Мы должны прежде всего восстановить в себе свой человеческий образ и укрепить между собой человеческую связь. Мы должны понять, что все мы люди и что в гибели России все мы равно повинны. Против этого трудно возражать — общее место. Но далее начинается нечто двусмысленное. Алферов говорит буквально следующее: «Думается мне, лишь тогда мы могли бы найти утешение, стать цельными людьми, достойными сынами отечества, когда все без исключения (курсив мой. — В.З.) граждане России представились бы нам не как существа низшего порядка, а самыми обыкновенными людьми, пусть ожесточенными, опустившимися, но родственными нам по крови и сердцу, во всяком случае, достойными не меньшего сожаления, чем мы сами. Брататься с ними, конечно, не стоит, но узнать их поглубже, попытаться исправить тех, кто нуждается в исправлении, переложить часть их ответственности за совершенное на себя (курсив мой. — В.З.) — мы обязаны». И этого, по убеждению Алферова, требует не только христианская мораль, для многих недоступная, но самая обыкновенная человеческая житейская совесть.

Признаюсь, против этого восстает не эмигрантское, а все мое человеческое естество. Восстает против смешения «всех без исключения граждан России», т. е. в том числе и палачей с жертвами. Это они, палачи, нам родственны по крови и сердцу?

Чудовищно!

Есть преступленья вопиющие, смертные, неискупимые. Мы об этом забыли. Вспомните того грешника, что в «Страшной мести»[356] бросается к старцу отшельнику, умоляя за него помолиться. Вспомните, как старец раскрывает Евангелие и как наливается кровью каждая буква.

Так вот, если б идеальный эмигрант Алферова действительно, не на словах, а на деле переложил на себя хотя бы только самую малую часть ответственности за то, что до сих пор происходит в России, то не то что Евангелие, а любая человеческая книга, вся наша грешная, эмигрантская, но под знаком непримиримости к палачам рожденная литература налилась бы кровью и он почувствовал бы величайший ужас и величайшее отчаяние.

Идеальный эмигрант Алферова — это некто в маске, которую ему иногда удается выдать за человеческое лицо.

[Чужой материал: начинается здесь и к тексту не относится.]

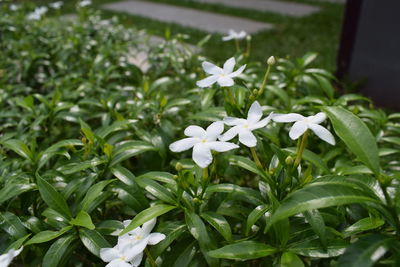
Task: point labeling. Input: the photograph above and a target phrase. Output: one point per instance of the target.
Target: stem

Это он напустил в наш эмигрантский дом уныние и безнадежность.

Это он внушает нам, что мы старики, что мы всего лишились, все забыли, все предали, что мы ничего в эмиграции не сделали и не сделаем, ибо время наше прошло, что всех нас ждет неизбежная близкая гибель.

На это мы отвечаем:

«Врешь. Жив Бог. Жива душа России. Мы уже много сделали и, с Божьей помощью, доведем свое дело до конца, хотя бы наши эмигрантские будни стали еще мрачнее».